When I returned to New York after that summer, I realized I wasn’t drawing anymore. This was a sign that things were, in fact, getting better and that things could get better even if circumstances might not have changed. Twenty drawings were made into a unique artist book shaped like a notepad and the second to the last page is left blank to represent the time when I naturally wasn’t drawing anymore, a time when things were, in fact, getting better. The last page of the book is a drawing I made after returning to New York, questioning myself why I had stopped drawing with my left hand, as well as giving myself an impossible task of drawing a perfect circle, in case I become too good at drawing with my left hand. 



05 Between
2015


Between
2015
pigment prints on fine art paper, pigment print on vellum, large format lenticular prints 
Jeju Art Fair

New York was a city to be left behind. To be in New York meant that I was going to be left behind by somebody at some point. This thought grew into an obsessive attachment to my beloved ones in New York, and I began photographing them, one by one, so that when it was my turn to leave the city, I could take with me their faces, their gestures, their voices, and gazes. 

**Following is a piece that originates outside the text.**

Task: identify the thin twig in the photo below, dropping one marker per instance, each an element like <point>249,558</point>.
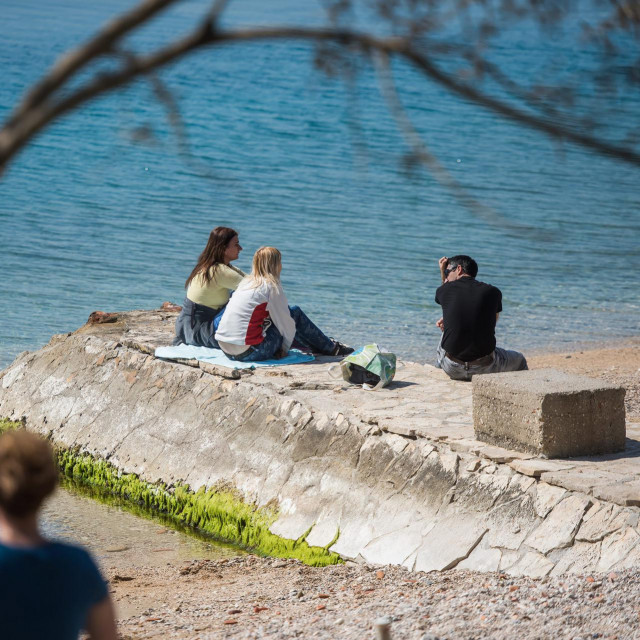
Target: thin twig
<point>430,161</point>
<point>15,135</point>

The two to three hour long, one on one studio sessions were undisturbed moments in our relationships, amidst a city where everyone is always busy. During each session, I exposed twenty 4x5 negatives in between conversations and I recorded these conversations from beginning to end. I am still thinking of a sophisticated way to integrate these recordings into the series since some of these recordings are much too intimate to hastily reveal to the audience.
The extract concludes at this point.